The paramedics told me, “You’re suffering from tachycardia, and we’re sending you to hospital now. We’re getting you an ambulance.”
Once in the hospital, more tests, more monitoring, a little more recovery. But not enough recovery, despite being connected to a saline intravenous drip.
My resting heart rate was typically 45 bpm, but now, despite being more than 6 hours after the physical exertion in my fight, my heart rate was a rapid (for me) 83 bpm when lying down.
And I was told my blood lactate levels where critical… In fact, I should have been throwing up, suffering muscle cramps and been super sleepy. Not symptoms I had, I just felt a little tired.
Apparently, my fitness levels meant I could tolerate critical blood lactate levels. And although I felt well enough to leave hospital, I had to stay in overnight.
It was an eventful night, involving regular, shuffling trips to pee several times an hour – due to the intravenous drip permanently tapped into the back of my hand.
I didn’t get much sleep to say the least. But by the morning, I passed the tests and got to go home again to my family.
So what the hell happened?!
It seems I had a very rare reaction to the nasal decongestant spray I used that day. Tachycardia is a side effect that affects less than 0.01% of the population… lucky me!

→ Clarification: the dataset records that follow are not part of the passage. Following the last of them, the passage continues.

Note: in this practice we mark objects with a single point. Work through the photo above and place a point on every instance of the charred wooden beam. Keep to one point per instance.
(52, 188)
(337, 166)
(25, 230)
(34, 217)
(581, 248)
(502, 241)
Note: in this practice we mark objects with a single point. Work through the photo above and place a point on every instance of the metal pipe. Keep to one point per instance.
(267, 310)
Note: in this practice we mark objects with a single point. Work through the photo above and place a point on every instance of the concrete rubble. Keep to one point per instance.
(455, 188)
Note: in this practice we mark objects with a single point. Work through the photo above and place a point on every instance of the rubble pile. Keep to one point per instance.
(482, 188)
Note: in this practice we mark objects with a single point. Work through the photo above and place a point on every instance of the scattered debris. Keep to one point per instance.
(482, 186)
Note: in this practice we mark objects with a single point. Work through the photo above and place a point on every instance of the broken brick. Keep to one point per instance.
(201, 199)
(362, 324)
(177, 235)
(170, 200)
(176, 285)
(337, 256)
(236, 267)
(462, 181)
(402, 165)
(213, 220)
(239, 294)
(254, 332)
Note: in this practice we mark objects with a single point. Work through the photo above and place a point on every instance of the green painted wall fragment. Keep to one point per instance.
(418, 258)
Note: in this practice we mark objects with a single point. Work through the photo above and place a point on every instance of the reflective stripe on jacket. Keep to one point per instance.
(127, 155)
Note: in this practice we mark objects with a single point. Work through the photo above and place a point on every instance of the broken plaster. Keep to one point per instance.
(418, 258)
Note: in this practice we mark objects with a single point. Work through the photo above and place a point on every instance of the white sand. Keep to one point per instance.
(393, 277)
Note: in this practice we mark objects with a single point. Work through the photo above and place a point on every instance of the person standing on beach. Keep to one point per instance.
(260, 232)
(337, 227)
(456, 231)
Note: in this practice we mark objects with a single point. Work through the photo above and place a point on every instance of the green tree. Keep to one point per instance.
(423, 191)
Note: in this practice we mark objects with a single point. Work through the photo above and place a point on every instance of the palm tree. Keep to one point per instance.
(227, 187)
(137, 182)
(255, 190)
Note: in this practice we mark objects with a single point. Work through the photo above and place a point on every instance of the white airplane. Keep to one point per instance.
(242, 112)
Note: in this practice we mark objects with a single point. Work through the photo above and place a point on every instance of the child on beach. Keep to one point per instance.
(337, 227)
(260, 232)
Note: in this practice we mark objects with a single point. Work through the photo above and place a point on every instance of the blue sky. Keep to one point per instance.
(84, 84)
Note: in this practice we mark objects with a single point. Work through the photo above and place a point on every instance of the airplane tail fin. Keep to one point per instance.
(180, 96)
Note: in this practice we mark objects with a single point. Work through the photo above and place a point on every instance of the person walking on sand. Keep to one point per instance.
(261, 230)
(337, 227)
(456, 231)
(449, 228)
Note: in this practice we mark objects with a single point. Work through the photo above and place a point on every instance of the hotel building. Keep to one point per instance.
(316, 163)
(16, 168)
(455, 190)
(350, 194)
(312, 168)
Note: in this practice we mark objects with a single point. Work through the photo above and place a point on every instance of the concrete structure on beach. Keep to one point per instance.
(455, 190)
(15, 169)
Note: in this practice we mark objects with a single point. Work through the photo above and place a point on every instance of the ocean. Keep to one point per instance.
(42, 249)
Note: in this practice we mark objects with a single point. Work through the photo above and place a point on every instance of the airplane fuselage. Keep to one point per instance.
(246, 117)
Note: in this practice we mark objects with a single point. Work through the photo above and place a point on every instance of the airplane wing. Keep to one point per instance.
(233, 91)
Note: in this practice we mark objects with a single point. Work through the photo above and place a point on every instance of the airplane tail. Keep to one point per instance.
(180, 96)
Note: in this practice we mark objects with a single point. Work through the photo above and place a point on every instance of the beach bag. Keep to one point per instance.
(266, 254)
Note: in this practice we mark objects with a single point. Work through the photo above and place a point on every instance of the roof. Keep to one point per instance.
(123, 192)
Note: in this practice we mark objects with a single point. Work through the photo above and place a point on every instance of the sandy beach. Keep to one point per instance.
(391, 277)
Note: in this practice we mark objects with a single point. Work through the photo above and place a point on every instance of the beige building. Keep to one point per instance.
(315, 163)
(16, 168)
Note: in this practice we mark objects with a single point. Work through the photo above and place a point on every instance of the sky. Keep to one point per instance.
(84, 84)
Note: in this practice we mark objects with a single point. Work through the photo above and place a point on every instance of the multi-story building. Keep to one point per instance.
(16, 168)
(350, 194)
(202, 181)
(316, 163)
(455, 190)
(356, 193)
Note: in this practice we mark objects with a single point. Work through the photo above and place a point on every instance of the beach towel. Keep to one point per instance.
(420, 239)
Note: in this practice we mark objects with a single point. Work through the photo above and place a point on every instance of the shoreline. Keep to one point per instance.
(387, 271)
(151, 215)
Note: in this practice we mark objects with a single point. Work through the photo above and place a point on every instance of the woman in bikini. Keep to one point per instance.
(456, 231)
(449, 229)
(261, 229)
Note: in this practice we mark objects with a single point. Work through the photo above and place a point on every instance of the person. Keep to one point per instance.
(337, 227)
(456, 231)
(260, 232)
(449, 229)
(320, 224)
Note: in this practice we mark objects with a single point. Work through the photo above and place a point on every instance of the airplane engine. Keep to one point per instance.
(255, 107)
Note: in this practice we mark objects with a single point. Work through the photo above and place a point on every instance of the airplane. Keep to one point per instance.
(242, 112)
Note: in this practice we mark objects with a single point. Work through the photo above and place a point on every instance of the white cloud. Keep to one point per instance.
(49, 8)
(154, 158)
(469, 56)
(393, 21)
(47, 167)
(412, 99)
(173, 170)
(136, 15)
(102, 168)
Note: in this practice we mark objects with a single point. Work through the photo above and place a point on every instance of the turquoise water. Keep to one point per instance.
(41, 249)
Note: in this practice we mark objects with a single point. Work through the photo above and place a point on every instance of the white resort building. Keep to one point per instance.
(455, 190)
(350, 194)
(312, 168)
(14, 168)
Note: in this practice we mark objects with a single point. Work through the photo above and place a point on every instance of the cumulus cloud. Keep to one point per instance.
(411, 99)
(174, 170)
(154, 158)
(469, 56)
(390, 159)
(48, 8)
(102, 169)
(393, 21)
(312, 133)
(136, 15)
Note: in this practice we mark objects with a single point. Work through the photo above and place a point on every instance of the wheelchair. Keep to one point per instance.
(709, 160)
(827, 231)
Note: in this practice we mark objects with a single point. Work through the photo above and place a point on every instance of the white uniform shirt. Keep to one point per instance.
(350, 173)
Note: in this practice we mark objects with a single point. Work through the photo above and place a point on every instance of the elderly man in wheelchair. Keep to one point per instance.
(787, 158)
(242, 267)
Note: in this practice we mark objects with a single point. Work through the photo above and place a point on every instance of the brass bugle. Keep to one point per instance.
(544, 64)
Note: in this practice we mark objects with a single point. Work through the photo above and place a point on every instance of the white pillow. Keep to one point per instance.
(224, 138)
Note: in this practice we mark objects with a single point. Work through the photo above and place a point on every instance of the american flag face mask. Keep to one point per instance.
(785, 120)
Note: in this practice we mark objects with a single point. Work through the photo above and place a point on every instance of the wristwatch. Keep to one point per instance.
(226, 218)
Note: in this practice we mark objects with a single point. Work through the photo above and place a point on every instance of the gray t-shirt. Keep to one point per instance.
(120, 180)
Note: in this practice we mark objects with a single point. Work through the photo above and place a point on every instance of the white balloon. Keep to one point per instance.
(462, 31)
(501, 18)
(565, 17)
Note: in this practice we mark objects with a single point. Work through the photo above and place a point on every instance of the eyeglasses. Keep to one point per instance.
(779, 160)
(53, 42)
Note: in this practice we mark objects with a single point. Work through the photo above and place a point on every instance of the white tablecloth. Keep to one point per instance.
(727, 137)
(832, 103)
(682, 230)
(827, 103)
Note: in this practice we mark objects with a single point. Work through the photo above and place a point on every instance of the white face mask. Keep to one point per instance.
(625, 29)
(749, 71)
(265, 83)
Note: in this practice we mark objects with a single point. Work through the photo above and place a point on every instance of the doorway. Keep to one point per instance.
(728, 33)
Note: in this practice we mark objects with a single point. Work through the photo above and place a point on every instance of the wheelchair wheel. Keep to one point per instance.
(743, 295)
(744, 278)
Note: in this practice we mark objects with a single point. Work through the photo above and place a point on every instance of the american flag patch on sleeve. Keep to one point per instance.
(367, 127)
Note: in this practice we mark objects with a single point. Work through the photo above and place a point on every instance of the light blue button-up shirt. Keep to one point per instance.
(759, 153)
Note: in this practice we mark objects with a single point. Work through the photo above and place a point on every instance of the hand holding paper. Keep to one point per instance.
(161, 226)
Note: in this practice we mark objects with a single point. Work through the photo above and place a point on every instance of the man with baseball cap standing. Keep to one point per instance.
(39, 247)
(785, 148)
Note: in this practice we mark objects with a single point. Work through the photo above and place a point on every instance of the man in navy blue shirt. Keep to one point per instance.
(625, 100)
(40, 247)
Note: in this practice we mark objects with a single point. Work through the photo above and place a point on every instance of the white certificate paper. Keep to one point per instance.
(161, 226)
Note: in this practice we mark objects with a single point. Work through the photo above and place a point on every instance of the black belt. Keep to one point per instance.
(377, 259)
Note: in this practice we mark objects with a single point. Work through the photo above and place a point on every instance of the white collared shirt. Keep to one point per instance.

When tachycardia strikes, although your heart is pumping faster, it’s not pumping properly… and oxygenated blood doesn’t make it around your body.
Combine this with physical exertion (like trying to win a Muay Thai fight), and you have a situation where the body goes into a lactic state and just stays there, unable to recover.
Like doing Tabata intervals… forever!
Luckily, I got away with it. But I was at risk of heart failure, stroke, sudden cardiac arrest or death.
So despite how I felt, everyone was obviously right to be concerned, and I should have spent the night in hospital!
I was lucky.
Lucky to have not ended myself right there in the ring, lucky to have escaped without any permanent health problems…
And lucky to win the fight!
It goes to prove that habits are king. If I had the habit of backing off when training was tough, I’d have done the same in the fight – given up.
But that’s not my habit, it’s not my nature.
I’ve conditioned myself both physically, and above all mentally, to meet a challenge head on, or die trying. Although… I didn’t intend to take that quiet so literally!